さて、復活の主イエスのもとに集められた弟子たちの集団は、11使徒たちをはじめ120名ばかりであったことが記されています。その中には、イエスの御生涯の間は、イエスの救い主として活動に否定的であった家族もいます。イエスの復活は、イエスを、神から来られた救い主として信じ従っていた人々を、再び強く結束させ、その輪はさらに広がっていたことが示されています。

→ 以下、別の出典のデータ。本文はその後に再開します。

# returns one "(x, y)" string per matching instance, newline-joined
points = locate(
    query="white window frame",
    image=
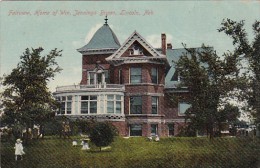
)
(157, 103)
(179, 108)
(130, 75)
(156, 70)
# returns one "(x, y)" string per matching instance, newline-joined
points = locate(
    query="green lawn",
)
(53, 152)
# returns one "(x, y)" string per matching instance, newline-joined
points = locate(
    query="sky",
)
(44, 24)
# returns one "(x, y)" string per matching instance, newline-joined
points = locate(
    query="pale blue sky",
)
(192, 22)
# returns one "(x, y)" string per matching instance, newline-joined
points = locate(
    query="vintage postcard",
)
(129, 84)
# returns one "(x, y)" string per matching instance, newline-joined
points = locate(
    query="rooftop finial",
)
(106, 20)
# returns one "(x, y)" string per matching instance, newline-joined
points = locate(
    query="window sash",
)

イエスに召され、イエスの活動に初めから同伴した弟子たちは、イエスについて証言するために召されていました。彼らは、イエスの御業を手助けすることが務めではなく、イエスの為さるすべての業、語られるすべてのみ言葉(教え)を証言するために召されていました。が、その事はまだ明らかになっていませんでした。これが明らかにされたのはイエスの昇天の時の約束においてであります。「聖霊があなたがたに下るとき、あなたがたは力を受けて、エルサレム、ユダヤとサマリヤの全土、さらに地の果てまで、わたしの証人となるであろう」(1章8節)。
イエスによる救いは、イエスの地上への到来、地上におけるイエスの御業と教えの活動、十字架の死、死人の中からの復活、そして、復活のイエスの昇天による聖霊の注ぎにより完成され、人々へともたらされます。このイエスとその救いの真理について、正しい理解が与えられるとき、弟子たちは、イエスを証言する務めを始めることが出来るのです。そして、その正しい理解は、人間的な能力にはよらず、ただ、上から注がれる聖霊の働きの中でこそ与えられるのです。聖霊の働き無しに、イエスの真理は明らかにならず、弟子たちにイエスによる救いの出来事を証言する力はないのです。
彼らは待たなければなりません。祈りつつ待つことが弟子たちに不可欠なのであります。イエスの群れとして、イエスの救いを宣べ伝える業をなすにあたって、弟子たちは、聖霊の到来とその働き、同伴を祈り求めて、待つことに心を一つにしたのです。それは、一人一人が、人間的な能力による判断、理解、解釈により頼んで、イエスを証言するのではなく、聖霊による解き明かしによって、イエスにおける同じ一つの救いの知らせを宣べ伝えることを意味しています。
栄光限りなく父・御子・御霊の神にありますように。
聖 書 使徒行伝2章1~13節
説教題 「約束の聖霊下る」
神の右に昇られたイエスによって、弟子たちの上に聖霊が注がれた出来事は、ユダヤの五旬節の祭りの日に起こりました。その日も一同は、いつものように神殿の一角に集まり、心を合わせて、聖霊を待望しつつ祈っていたのです。すると、一同のいる一角に、突然、天から激しい風の吹いてきたような音が響き渡り、また、舌のようなものが一同の上に現れ、一人一人の上にとどまり、一人一人を内側から動かして、神に向かって、様々な国々、地方の言葉で、神の救いの出来事を語りださせたのです。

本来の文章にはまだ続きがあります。